Voici le chat, décrit par Buffon, ce chat que l'on jugeait sévèrement au XVIIIe siècle parce qu'alors, la principale qualité recherchée chez les animaux domestiques était la soumission à l'homme. «[...] quoique ces animaux, surtout quand ils sont jeunes, aient de la gentillesse, ils ont en même temps une malice innée, un caractère faux, un naturel pervers que l'âge augmente encore et que l'éducation ne fait que masquer. [...] Ils prennent aisément des habitudes de société, mais jamais des moeurs: ils n'ont que l'apparence de l'attachement; on le voit à leurs mouvements obliques, à leurs yeux équivoques; ils ne regardent jamais en face la personne aimée; soit défiance ou fausseté, ils prennent des détours pour en approcher, pour chercher des caresses auxquelles ils ne sont sensibles que pour le plaisir qu'elles leur font.
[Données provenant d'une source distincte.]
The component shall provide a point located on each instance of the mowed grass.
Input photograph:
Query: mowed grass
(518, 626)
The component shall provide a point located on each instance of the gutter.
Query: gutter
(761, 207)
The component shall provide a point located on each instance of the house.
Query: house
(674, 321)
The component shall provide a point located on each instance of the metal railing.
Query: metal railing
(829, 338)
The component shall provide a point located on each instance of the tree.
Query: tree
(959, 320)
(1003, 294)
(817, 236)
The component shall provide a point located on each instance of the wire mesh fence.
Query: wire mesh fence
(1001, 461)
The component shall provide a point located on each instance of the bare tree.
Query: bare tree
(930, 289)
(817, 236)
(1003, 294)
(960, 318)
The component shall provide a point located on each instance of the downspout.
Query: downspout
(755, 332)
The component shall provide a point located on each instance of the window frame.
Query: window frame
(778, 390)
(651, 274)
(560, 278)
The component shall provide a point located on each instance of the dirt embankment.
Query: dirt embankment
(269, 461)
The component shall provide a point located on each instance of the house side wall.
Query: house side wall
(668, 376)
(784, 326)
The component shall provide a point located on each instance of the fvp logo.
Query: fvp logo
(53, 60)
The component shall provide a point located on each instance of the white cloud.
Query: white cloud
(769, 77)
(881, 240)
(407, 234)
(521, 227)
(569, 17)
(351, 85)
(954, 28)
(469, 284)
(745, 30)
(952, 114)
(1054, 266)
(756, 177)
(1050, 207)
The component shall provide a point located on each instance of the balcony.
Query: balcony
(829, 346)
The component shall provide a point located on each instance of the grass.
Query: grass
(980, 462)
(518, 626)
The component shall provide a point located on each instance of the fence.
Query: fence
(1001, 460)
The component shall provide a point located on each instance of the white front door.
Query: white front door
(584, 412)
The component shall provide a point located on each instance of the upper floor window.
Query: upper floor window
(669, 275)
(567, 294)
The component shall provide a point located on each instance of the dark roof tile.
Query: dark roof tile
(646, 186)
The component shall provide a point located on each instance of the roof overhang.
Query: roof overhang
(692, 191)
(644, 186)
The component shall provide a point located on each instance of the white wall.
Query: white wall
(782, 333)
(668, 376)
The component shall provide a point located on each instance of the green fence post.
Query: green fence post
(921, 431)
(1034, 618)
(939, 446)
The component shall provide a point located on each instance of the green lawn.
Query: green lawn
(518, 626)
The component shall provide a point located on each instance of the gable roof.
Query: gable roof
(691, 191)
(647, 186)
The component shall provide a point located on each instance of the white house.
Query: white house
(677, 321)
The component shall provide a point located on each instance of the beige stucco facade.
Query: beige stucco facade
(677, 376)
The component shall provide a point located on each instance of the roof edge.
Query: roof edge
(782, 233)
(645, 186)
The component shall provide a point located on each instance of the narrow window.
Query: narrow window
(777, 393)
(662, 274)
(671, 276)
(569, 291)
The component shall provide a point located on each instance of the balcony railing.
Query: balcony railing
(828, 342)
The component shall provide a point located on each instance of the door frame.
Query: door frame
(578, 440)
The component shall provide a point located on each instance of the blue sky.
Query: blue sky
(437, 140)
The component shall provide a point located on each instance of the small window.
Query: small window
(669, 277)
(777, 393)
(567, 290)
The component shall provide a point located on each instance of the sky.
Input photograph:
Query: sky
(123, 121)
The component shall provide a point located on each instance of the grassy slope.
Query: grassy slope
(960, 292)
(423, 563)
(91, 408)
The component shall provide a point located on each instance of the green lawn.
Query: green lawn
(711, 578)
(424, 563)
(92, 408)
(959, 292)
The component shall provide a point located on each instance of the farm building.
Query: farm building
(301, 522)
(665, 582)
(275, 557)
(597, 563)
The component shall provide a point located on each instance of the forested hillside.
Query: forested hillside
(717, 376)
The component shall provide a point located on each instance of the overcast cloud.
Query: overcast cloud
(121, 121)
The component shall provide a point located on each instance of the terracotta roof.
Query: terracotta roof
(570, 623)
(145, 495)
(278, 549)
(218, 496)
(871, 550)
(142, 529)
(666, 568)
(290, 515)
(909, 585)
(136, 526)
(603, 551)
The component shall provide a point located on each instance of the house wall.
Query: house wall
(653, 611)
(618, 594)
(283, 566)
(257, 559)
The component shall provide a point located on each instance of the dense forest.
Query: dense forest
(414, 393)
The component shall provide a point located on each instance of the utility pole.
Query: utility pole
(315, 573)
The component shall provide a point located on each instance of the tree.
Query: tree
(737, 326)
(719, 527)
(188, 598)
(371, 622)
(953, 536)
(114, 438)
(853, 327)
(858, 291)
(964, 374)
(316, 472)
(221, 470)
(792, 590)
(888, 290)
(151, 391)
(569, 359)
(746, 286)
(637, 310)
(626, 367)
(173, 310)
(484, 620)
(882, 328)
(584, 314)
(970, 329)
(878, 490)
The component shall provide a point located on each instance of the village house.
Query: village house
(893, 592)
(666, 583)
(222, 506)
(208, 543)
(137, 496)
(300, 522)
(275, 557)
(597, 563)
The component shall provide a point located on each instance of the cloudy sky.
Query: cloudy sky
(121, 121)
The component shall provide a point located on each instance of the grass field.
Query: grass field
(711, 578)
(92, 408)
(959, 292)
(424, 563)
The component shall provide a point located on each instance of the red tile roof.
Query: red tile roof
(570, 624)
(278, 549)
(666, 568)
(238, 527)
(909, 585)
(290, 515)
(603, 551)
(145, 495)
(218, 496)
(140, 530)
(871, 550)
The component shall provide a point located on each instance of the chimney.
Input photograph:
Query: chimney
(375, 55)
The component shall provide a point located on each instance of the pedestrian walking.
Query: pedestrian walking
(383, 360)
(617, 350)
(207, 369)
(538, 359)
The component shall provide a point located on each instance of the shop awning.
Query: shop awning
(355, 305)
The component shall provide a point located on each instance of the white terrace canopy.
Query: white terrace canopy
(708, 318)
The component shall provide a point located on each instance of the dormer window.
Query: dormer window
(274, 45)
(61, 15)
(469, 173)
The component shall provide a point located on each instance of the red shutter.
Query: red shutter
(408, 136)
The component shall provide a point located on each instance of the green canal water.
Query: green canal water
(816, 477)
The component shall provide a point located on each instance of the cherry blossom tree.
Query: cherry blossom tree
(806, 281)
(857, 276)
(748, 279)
Bien différent de cet animal fidèle, dont tous les sentiments se rapportent à la personne de son maître, le chat paraît ne sentir que pour soi, n'aimer que sous condition, ne se prêter au commerce que pour en abuser; et, par cette convenance de naturel, il est moins incompatible avec l'homme qu'avec le chien, dans lequel tout est sincère...».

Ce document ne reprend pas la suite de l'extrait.